DeepSeek’s latest approach to AI efficiency is making waves, and for good reason. The Mixture of Experts (MoE) model, is considered an interesting but unreliable alternative to dense models like GPT, has always faced serious challenges—uneven workload distribution, noisy information sharing, hardware limitations, and a lack of specialization. DeepSeek claims to have cracked those problems, delivering both efficiency and reliability while running on cheaper hardware.
On the surface, this is a fascinating development. If their approach scales, it reinforces a broader trend I’ve been tracking - the rapid commoditization of AI models. The old assumption that only a handful of players could build and deploy powerful AI is quickly breaking down. We’re find ourselves in an environment where new models can emerge, hit the market, and reshape expectations within months.
But while I think DeepSeek highlights some important shifts in AI economics, I also see gaps in the conversation that are just as crucial.
DeepSeek and the AI Cost Collapse
DeepSeek’s approach exposes a fundamental fragility in AI development costs—something that’s been lurking beneath the surface for a while. We’ve seen this before in other tech waves - when compute efficiency improves and software architecture gets smarter, what was once cutting-edge quickly becomes a commodity. This trend has become volatile in the age of AI.
The cost of developing large-scale AI is unpredictable, and models that seemed invincible months ago can be outpaced by more cost-efficient alternatives.
The real differentiation is moving away from foundational models themselves and toward the application layer—where businesses actually build useful, tailored experiences (or agents) on top of AI.
DeepSeek’s ability to function on restricted hardware shows how engineering, not just brute-force compute, can create competitive advantages—a sign that proprietary model dominance might be more vulnerable than previously thought.
All of this points to a future where models themselves aren’t the moat—it’s how they’re integrated, fine-tuned, and applied that will matter most.
What We Are Missing
What’s missing from this conversation is the larger governance and trust questions, particularly in media. Who controls these models? How transparent are they about biases, data sources, and governance structures?
DeepSeek’s efficiency is impressive, but at the end of the day, efficiency alone doesn’t solve problems around misinformation, bias, and ethical deployment—especially in industries where trust is non-negotiable. If AI is rapidly becoming cheaper, faster, and more accessible, the real challenge for media companies isn’t just picking the right model—it’s ensuring that AI-generated content remains credible, transparent, and accountable.
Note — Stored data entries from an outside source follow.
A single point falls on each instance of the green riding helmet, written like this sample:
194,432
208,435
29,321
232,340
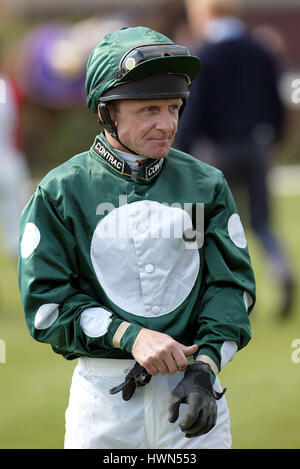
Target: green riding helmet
137,63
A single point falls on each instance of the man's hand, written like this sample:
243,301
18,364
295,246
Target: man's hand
159,353
136,377
195,389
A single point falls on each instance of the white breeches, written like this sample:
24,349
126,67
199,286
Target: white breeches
96,419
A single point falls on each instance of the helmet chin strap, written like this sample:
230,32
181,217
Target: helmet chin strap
105,120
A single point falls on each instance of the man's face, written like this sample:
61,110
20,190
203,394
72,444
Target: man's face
147,127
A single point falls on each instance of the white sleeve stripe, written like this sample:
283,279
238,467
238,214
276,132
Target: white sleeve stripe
228,350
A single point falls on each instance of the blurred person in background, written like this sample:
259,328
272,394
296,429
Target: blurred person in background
235,117
14,172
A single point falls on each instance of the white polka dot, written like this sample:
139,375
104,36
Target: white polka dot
236,231
247,300
156,310
149,268
46,315
95,321
30,240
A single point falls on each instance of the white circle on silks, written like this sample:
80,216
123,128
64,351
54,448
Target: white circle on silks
121,253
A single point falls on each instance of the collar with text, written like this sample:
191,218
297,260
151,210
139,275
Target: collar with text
148,170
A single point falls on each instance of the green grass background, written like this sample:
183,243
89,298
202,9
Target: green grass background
263,382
Another key question: How long will DeepSeek actually matter in this discussion?
A few months ago, the conversation was all about Mistral, Gemini, and open-weight models. Before that, it was Claude and Grok. The pace of change in AI means that the model of the moment is often just that—a moment.
So is DeepSeek a genuine turning point, or just another signpost in the AI commoditization race? If efficiency gains are the only story here, then it’s likely the conversation will move on quickly. If, however, it sparks deeper shifts in how AI is built, governed, and deployed, then it might be a conversation worth keeping around.
What’s Next?
The bigger question isn’t just about DeepSeek itself—it’s about what happens when AI models are no longer the primary differentiator.
Will governance, ethical AI frameworks and data transparency become the real battleground for trust and adoption?
Will application-level AI become where real value is built, rather than at the model layer?
And will we see AI economics shift again as newer, more efficient architectures continue to emerge?
If DeepSeek’s real impact is proving that models are getting cheaper, faster, and easier to replace, then the AI conversation is about to move beyond who has the best model to who is using AI in the most effective, responsible, and differentiated way.
Would love to hear your thoughts—are we entering an era where AI models no longer matter, or is there still room for foundational model differentiation?